Críticas:
"Le Clezio gives an admirably full portrait of day-to-day life in Africa, from animistic religions, to food, to street festivals. And his presentation of the last queen of Meroe and her search for a promised land gives an epic frame to the continental vision he presents."-Boston Book Review * Boston Book Review * "[Onitsha] offers a compelling contrast between the white mistreatment of Africans and the occasionally dangerous natural beauty surrounding the village of Onitsha on the banks of the Niger River. Fintan never forgets the harsh facts of his childhood years, and readers will not forget this novel."-Library Journal * Library Journal * "Onitsha also includes a scathing critique of colonialism, through the voice of Maou, who increasingly speaks out against the ways the white masters treat the locals. . . . Le Clezio's writing always moves back toward the richness and the responsibilities of the present, highlighting the necessity of undergoing a veritable apprenticeship enabling one to experience the present fully. His fiction, whose scenes and details usually stand at only a slight remove from the facts of his own life, is thereby warmly personal in tone and thoroughly credible in effect."-Michigan Quarterly Review * Michigan Quarterly Review * "An uncharacteristically accessible and dramatic narrative about Europeans in Africa from one of the avatars of the French New Wave novel. . . . Fintan's fascinated absorption into Onitsha's tribal culture, described with irresistible sensuous immediacy, is expertly counterpointed against his father's self-destructive obsession with Africa's legendary past-and convincingly motivates a criticism of the injustices of white colonialism that is all the more powerful for its seamless coexistence with a richly imagined story and consistently engaging characters. The most surprising work of Le Clezio's long career, and one of his best."-Kirkus * Kirkus *
Reseña del editor:
Onitsha tells the story of Fintan, a youth who travels to Africa in 1948 with his Italian mother to join the English father he has never met.

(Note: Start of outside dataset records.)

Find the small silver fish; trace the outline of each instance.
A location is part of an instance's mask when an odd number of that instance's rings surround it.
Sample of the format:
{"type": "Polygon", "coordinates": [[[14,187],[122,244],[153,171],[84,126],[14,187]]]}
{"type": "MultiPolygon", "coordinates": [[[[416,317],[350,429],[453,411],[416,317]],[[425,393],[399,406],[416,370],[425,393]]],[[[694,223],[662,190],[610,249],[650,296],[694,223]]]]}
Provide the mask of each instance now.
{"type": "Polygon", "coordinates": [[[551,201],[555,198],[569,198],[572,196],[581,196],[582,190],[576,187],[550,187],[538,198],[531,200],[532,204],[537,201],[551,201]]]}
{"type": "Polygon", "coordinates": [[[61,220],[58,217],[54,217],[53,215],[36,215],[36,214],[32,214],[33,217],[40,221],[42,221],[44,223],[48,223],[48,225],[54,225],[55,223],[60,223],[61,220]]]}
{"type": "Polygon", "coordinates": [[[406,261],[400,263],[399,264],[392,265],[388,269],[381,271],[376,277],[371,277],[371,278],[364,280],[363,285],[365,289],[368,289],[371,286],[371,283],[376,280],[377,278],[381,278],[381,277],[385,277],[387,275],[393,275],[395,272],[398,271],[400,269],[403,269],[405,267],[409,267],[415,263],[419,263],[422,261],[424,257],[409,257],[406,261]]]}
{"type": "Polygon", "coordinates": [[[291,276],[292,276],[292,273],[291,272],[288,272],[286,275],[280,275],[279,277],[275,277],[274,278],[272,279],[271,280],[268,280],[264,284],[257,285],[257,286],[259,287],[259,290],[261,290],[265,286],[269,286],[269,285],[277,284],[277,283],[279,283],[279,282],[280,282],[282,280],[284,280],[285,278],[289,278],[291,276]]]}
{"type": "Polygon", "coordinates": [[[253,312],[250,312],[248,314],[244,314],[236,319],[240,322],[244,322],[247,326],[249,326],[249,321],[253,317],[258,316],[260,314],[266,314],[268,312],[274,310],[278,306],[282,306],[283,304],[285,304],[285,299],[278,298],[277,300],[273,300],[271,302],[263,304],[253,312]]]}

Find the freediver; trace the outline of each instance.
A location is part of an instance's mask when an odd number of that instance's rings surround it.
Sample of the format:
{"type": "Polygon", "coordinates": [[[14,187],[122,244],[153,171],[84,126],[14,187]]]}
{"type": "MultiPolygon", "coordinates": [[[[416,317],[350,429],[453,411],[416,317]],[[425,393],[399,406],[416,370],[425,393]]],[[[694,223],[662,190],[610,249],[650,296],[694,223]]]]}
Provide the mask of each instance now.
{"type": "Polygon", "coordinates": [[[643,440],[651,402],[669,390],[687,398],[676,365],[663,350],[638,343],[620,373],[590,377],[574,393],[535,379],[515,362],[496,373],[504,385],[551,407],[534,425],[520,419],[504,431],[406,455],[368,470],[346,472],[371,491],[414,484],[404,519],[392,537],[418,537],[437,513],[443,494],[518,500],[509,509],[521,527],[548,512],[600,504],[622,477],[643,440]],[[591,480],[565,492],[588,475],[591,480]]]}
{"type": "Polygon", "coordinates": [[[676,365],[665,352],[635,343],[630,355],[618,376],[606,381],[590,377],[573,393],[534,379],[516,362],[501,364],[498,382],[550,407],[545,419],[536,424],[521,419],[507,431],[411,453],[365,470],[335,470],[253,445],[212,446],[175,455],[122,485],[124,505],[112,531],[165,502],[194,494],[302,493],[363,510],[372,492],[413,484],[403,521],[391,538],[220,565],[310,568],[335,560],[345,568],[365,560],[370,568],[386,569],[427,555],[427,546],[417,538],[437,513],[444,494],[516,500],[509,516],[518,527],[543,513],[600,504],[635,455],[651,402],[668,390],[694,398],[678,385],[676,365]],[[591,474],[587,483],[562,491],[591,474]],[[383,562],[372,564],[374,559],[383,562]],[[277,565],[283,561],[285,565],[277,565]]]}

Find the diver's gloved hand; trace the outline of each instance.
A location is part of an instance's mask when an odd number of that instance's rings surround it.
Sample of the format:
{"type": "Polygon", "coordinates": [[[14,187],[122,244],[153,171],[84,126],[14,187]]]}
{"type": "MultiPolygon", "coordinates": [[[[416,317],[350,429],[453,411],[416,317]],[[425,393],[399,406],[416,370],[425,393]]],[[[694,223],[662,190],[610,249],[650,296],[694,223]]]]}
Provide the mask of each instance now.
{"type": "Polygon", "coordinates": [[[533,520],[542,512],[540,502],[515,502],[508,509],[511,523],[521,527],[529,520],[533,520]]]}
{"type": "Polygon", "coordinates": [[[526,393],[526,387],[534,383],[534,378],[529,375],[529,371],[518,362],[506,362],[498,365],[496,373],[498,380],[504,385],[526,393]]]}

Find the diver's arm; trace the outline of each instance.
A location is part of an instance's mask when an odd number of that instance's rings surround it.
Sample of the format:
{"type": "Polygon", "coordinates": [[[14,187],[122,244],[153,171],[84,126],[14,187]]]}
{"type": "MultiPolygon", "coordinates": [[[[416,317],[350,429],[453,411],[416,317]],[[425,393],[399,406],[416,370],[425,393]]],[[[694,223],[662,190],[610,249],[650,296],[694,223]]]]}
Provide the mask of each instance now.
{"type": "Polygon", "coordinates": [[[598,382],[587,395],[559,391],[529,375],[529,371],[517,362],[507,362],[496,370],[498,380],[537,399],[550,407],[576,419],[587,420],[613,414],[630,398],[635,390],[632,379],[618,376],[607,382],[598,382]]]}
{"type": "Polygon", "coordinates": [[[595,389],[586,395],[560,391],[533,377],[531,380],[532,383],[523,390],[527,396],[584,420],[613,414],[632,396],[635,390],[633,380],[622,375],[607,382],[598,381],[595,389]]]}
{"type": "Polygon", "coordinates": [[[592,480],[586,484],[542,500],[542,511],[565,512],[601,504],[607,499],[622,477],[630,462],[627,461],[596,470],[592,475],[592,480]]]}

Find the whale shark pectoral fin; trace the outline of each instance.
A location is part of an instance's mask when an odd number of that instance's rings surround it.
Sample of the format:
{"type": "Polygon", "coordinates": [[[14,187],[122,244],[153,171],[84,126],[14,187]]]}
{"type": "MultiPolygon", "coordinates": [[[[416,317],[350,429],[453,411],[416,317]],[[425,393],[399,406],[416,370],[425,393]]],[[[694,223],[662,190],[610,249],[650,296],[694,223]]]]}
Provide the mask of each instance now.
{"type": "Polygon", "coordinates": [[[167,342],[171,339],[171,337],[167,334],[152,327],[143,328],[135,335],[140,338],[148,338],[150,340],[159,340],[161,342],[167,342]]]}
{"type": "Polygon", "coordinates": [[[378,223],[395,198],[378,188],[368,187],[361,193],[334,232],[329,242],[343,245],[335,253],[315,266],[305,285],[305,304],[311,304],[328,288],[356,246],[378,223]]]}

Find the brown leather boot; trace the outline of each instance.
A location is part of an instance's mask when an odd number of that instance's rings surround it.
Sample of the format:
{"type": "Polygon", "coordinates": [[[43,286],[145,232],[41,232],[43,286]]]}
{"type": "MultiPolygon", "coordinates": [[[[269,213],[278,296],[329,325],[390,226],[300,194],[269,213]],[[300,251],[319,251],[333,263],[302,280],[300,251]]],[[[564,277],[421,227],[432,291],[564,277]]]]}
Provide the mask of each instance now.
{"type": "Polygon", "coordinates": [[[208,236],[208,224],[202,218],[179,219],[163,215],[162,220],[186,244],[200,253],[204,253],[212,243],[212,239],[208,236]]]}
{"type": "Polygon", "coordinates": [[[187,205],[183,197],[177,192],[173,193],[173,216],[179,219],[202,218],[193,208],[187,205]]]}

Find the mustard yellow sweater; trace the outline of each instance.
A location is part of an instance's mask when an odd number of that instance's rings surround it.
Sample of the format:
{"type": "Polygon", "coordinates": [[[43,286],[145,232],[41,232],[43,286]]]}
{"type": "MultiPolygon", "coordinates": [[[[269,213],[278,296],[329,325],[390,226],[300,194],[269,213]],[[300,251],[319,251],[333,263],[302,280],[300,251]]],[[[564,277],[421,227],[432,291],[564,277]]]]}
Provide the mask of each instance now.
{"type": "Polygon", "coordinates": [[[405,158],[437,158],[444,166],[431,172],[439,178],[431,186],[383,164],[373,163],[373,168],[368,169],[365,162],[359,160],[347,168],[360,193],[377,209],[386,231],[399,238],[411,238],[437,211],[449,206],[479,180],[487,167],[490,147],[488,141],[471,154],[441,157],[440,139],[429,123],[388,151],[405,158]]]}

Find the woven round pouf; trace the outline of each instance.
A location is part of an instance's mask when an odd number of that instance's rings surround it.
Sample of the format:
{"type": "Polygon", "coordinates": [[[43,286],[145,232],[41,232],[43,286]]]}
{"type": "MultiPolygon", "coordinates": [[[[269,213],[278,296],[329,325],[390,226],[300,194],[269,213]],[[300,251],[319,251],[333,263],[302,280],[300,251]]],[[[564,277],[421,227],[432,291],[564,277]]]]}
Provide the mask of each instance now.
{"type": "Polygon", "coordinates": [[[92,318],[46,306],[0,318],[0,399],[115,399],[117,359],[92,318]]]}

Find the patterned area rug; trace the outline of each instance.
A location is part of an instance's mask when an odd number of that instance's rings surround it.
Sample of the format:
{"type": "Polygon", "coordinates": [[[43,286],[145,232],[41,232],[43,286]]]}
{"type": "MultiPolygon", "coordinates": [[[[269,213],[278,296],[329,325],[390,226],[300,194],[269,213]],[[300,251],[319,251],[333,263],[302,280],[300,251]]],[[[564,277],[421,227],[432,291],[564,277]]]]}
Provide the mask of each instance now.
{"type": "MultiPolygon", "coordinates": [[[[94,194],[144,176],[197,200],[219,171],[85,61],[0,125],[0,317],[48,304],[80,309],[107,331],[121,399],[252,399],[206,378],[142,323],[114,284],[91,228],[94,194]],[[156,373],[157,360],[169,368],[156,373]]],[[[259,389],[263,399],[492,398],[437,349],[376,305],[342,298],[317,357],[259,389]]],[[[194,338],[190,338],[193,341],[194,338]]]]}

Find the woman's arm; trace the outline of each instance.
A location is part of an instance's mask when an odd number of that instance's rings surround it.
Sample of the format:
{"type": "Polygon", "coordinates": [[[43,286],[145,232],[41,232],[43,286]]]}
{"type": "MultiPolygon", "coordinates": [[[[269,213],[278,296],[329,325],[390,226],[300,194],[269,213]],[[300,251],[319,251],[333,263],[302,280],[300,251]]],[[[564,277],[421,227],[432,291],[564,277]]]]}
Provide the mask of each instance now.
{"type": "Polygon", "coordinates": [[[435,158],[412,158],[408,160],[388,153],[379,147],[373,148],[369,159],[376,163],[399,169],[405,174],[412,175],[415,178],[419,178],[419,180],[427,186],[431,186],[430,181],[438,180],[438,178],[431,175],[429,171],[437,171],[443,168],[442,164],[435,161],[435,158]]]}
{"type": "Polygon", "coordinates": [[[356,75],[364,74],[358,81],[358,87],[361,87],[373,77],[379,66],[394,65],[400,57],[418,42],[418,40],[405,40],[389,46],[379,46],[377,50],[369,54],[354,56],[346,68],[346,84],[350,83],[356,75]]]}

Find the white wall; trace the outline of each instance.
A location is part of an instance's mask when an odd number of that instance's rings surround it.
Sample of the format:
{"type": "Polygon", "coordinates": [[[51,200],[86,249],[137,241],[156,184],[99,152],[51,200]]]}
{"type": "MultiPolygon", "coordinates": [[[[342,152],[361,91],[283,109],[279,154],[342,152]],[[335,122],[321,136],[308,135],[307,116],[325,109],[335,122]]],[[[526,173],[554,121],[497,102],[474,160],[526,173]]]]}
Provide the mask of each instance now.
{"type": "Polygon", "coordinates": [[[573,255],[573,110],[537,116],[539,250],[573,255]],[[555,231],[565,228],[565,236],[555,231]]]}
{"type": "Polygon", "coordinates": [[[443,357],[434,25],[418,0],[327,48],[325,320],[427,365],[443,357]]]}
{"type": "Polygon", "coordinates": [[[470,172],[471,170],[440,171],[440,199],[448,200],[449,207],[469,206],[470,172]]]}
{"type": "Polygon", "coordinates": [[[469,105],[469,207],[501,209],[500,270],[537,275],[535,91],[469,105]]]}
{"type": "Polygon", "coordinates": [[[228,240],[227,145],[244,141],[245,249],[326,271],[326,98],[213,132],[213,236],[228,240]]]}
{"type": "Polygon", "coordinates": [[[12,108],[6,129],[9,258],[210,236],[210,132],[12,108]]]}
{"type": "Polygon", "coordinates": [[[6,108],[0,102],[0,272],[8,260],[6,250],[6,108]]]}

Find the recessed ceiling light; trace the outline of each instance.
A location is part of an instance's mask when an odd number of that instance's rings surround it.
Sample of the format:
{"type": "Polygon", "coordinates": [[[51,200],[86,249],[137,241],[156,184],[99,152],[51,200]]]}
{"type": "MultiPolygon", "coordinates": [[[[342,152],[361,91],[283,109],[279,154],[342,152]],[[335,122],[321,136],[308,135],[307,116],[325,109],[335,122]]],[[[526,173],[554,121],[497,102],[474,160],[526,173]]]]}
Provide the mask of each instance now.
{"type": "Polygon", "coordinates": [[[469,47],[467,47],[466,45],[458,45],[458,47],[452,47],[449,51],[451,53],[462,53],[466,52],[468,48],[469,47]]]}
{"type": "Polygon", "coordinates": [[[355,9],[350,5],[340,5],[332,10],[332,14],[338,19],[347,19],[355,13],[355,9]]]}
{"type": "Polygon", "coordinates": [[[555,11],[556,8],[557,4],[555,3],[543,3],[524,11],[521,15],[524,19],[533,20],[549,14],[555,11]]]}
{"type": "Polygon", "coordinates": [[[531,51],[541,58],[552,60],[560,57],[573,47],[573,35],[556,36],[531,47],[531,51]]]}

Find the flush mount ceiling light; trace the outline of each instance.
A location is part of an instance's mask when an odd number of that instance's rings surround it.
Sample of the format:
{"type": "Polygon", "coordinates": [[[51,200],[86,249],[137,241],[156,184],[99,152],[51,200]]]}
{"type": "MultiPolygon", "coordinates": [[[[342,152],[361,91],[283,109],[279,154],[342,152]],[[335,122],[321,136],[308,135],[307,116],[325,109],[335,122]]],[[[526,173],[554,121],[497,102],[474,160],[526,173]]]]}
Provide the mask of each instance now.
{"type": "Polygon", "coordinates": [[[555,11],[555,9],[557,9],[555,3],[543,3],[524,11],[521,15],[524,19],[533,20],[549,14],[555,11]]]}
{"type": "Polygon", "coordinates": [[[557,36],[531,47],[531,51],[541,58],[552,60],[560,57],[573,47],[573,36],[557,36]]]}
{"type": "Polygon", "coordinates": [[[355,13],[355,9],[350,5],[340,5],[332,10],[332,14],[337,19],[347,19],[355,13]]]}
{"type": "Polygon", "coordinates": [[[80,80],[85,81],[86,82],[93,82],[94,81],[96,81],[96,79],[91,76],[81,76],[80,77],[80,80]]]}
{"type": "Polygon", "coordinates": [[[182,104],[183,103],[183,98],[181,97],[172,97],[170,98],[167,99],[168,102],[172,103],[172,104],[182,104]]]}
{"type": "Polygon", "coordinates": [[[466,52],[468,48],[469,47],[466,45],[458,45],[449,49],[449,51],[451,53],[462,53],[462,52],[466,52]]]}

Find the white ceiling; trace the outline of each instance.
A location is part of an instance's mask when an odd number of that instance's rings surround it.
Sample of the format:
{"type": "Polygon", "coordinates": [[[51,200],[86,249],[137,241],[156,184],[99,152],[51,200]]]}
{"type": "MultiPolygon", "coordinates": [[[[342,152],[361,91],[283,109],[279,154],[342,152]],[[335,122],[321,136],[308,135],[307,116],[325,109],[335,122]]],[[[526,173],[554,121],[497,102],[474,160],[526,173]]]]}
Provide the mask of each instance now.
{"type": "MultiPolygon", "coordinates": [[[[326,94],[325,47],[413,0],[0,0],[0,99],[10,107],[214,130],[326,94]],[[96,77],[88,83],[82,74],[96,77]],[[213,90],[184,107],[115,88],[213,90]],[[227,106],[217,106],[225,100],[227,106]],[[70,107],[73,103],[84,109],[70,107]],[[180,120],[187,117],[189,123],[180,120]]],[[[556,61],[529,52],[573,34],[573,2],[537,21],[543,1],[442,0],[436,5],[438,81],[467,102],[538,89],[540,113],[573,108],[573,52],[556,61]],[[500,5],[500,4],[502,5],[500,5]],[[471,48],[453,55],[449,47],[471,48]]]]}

Initially enchanted by the exotic world he discovers in Onitsha, a bustling city prominently situated on the eastern bank of the Niger River, Fintan gradually comes to recognize the intolerance and brutality of the colonial system and gives the novel a notably direct, horrified perspective on racism and colonialism. Though remarkable for its evocative treatment of local history and beliefs through sights, sounds, and smells, Le Clézio keeps war and unforgiving reality at the forefront. A startling account – and indictment – of colonialism, Onitsha is also a work of clear, forthright prose that ably portrays both colonial Nigeria and a young boy’s growing outrage. J. M. G. Le Clézio, winner of the Nobel Prize in Literature, has published more than twenty novels and nonfiction works including The Round and Other Cold Hard Facts, also available in a Bison Books edition. Alison Anderson is the author of Darwin’s Wink and the translator of seventeen books, including The Elegance of the Hedgehog by Muriel Barbery.